Time Warner Cable headquarters in New York City (Reuters/Joshua Lott)

Charter Communications said Tuesday it's buying Time Warner Cable in a $55 billion mega deal that would give Charter some 24 million customers in parts of the country ranging from Washington state to South Carolina.

Hanging over the announcement, though, is Comcast. You can't talk about an acquisition of Time Warner Cable without discussing Comcast's failed bid for the nation's second-largest cable company, which collapsed last month.

[Charter strikes deal with Time Warner Cable to create mega cable and Internet firm]

It's clearly something Charter has thought about, too — and the company addressed the issue head-on in response to the first question on an investor call Tuesday morning.

"We're a very different company than Comcast, and this is a very different transaction," Charter chief executive Tom Rutledge said on the call.

Just like the Comcast-TWC deal, the Charter-TWC merger has to be approved by federal regulators, including the Federal Communications Commission.

Charter is already moving to counter some of the arguments that helped sink the Comcast merger. For instance, what executives are calling the "New Charter" will be much smaller than a Comcast-Time Warner Cable mash-up would have looked like, company officials say, which could help limit regulators concerns about potentially anticompetitive behavior.

While a Comcast deal would have controlled more than half the country's high-speed Internet subscribers and roughly one-third of the nation's cable TV market, the latest deal would give Charter only about 30 percent market share in broadband and 17 percent in cable video, according to the company.


(Charter)

Rutledge said Charter is in favor of an open Internet and that it doesn't plan to block or slow Web traffic. The company is also proactively expanding its broadband capacity so companies like Netflix can deliver their content to customers without interruption, Rutledge said.

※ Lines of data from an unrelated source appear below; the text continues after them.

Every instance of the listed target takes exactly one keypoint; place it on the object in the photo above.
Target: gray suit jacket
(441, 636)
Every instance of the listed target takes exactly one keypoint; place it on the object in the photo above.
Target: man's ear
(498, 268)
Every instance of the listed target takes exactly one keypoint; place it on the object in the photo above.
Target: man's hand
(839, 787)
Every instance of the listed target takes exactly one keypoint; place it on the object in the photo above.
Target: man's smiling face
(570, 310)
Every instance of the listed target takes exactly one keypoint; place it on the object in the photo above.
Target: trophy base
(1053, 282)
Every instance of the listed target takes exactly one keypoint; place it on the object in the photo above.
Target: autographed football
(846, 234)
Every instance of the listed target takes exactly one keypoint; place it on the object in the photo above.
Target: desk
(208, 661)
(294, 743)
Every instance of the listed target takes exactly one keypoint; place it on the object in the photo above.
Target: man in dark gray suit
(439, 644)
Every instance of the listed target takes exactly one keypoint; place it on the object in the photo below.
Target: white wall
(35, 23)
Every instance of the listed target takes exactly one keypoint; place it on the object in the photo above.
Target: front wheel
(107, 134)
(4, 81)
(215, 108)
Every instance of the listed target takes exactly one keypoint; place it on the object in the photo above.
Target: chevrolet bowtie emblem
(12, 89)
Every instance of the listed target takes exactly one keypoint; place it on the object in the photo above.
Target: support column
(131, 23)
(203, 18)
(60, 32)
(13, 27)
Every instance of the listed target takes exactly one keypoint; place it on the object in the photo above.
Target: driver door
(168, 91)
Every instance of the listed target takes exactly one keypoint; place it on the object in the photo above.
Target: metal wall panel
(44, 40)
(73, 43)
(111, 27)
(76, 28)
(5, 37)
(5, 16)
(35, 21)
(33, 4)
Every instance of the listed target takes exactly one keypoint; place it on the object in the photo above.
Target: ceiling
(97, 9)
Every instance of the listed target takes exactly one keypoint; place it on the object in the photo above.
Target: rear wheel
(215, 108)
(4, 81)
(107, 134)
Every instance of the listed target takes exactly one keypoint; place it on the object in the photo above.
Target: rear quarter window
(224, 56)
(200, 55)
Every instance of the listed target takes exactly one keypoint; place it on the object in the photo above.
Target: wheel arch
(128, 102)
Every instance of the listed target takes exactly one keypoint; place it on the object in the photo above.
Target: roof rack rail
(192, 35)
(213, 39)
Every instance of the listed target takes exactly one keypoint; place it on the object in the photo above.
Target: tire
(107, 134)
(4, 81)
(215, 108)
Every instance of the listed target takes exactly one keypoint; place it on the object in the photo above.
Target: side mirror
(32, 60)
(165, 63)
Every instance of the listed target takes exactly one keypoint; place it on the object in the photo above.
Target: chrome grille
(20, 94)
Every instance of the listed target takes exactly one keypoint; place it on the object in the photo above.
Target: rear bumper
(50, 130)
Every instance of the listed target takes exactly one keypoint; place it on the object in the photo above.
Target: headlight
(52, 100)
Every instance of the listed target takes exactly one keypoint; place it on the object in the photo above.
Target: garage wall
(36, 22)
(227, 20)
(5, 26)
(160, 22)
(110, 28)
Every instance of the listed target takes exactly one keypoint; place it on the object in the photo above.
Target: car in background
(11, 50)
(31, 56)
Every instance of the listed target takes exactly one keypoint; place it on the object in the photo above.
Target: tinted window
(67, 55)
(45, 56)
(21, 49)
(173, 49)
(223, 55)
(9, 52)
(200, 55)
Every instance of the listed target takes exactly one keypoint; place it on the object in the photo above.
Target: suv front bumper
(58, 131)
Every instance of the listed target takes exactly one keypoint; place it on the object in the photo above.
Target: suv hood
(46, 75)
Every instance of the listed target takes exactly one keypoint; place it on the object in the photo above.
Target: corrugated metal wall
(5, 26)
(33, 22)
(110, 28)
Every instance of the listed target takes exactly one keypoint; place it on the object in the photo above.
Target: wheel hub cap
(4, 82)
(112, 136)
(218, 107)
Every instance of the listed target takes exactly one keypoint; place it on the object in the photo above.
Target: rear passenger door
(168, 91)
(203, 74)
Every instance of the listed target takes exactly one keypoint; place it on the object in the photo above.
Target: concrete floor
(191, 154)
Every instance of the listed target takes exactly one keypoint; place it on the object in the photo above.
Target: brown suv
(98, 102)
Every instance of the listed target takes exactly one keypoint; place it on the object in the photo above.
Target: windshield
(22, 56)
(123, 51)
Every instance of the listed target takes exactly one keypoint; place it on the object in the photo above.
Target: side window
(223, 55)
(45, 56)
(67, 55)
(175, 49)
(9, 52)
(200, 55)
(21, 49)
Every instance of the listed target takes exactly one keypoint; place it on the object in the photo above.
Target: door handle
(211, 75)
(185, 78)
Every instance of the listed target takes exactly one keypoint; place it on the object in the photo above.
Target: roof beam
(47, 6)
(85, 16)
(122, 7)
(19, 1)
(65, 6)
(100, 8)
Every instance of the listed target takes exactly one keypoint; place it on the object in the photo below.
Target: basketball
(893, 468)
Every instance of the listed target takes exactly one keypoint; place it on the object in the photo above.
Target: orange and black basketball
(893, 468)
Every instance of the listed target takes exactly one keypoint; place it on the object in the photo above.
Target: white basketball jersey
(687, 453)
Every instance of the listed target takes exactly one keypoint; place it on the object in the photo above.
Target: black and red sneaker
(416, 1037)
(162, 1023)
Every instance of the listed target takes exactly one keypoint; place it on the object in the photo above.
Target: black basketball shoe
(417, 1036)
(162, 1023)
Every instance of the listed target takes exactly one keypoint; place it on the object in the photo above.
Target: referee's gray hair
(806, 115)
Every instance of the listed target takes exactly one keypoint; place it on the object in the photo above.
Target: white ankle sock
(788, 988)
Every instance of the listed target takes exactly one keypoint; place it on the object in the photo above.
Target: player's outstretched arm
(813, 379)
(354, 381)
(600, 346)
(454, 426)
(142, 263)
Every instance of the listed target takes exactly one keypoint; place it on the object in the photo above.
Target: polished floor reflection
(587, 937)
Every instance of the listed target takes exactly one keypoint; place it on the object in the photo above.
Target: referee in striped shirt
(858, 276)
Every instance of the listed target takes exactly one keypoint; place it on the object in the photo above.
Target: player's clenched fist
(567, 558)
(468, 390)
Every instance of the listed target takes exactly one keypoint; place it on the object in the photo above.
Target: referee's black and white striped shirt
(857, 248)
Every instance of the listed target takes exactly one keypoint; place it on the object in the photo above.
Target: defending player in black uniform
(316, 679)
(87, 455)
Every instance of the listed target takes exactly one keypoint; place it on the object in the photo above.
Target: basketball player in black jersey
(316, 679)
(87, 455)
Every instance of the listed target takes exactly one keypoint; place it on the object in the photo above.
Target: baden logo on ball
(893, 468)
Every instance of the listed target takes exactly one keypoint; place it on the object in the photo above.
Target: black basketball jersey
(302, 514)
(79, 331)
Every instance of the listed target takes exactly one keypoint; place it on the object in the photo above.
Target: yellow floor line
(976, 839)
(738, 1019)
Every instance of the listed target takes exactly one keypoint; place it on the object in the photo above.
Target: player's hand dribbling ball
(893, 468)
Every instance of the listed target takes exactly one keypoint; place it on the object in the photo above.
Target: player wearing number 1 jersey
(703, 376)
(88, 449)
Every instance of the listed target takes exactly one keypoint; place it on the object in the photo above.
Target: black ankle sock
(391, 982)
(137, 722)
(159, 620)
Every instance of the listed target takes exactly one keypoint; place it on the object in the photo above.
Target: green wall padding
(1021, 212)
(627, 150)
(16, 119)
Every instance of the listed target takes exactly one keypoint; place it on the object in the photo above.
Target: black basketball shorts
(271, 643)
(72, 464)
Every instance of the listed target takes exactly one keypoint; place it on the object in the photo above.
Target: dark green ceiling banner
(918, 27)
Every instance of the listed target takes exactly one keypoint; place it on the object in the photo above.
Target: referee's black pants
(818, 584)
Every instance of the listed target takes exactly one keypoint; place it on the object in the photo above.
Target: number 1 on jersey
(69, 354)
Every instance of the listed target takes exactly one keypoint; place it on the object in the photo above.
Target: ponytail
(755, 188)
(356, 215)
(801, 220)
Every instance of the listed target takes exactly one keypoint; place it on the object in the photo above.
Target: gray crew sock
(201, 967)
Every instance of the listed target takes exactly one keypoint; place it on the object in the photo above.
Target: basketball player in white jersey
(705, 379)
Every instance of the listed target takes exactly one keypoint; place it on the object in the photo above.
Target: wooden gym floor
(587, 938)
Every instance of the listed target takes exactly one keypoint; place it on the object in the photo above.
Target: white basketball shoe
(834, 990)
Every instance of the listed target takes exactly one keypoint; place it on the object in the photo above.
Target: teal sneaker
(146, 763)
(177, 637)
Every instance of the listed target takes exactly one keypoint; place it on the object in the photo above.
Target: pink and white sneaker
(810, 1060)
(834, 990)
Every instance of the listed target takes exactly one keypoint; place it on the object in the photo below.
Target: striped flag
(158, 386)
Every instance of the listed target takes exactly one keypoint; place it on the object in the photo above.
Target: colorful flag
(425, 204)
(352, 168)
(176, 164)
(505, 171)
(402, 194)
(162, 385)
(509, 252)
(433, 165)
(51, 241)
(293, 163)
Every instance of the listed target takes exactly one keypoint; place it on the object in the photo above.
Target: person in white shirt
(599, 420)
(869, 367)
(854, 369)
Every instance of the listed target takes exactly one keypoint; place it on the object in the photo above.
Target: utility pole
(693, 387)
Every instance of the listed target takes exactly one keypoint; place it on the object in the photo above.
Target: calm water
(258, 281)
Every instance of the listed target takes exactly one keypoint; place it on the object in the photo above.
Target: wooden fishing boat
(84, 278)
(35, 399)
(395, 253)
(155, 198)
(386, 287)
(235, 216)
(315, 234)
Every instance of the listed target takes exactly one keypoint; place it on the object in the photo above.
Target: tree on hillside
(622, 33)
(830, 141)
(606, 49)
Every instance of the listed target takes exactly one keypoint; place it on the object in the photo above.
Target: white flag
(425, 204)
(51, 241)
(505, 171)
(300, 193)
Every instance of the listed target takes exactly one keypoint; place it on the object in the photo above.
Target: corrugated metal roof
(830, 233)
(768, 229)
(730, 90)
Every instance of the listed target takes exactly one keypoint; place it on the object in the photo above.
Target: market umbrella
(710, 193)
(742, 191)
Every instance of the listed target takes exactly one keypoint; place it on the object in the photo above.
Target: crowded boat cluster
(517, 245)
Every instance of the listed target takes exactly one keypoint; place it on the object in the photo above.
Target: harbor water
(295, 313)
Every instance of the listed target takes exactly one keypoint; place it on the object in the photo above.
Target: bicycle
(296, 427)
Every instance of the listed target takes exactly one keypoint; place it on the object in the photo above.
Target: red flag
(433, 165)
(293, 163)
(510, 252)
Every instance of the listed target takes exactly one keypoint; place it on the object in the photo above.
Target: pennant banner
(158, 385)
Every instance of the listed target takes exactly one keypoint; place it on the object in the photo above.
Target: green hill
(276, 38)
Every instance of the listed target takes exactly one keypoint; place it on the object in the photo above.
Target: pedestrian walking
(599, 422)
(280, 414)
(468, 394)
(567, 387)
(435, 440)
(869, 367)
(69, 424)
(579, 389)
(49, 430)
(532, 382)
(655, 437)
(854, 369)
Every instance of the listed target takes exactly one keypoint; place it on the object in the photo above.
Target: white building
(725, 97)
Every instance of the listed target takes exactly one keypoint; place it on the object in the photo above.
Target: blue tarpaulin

"Charter invests significantly in interconnection before ports get congested," said Rutledge, in a clear nod to a debate between Comcast and Netflix over who should pay for growing the company's Internet network.

Charter says it has no stake in national TV programming, a reference to regulator concerns that Comcast (with its ownership of content through NBC Universal) could have used its greater power to demand concessions from companies that either rely on NBC's content or compete against it.

"We're talking about a resulting entity that's significantly smaller without any vertical integration concerns," said Time Warner Cable chief executive Rob Marcus.

Marcus argued that the new Charter, as an Internet provider, would be smaller than competitors like AT&T, Verizon and Comcast, and would be about the same size as T-Mobile and Sprint.

With Comcast still casting such a large and recent shadow over Time Warner Cable, it's in Charter's interest to prove to regulators that this deal isn't like Comcast's. The FCC declined to show its hand Tuesday, with agency chairman Tom Wheeler saying he'd take a close look at the deal "to see how American consumers would benefit." But reports last week suggested Wheeler had called executives at Charter and TWC to say that he wasn't opposed to cable mergers just because he moved to block the Comcast deal.

That should buoy the hopes of Marcus and Rutledge.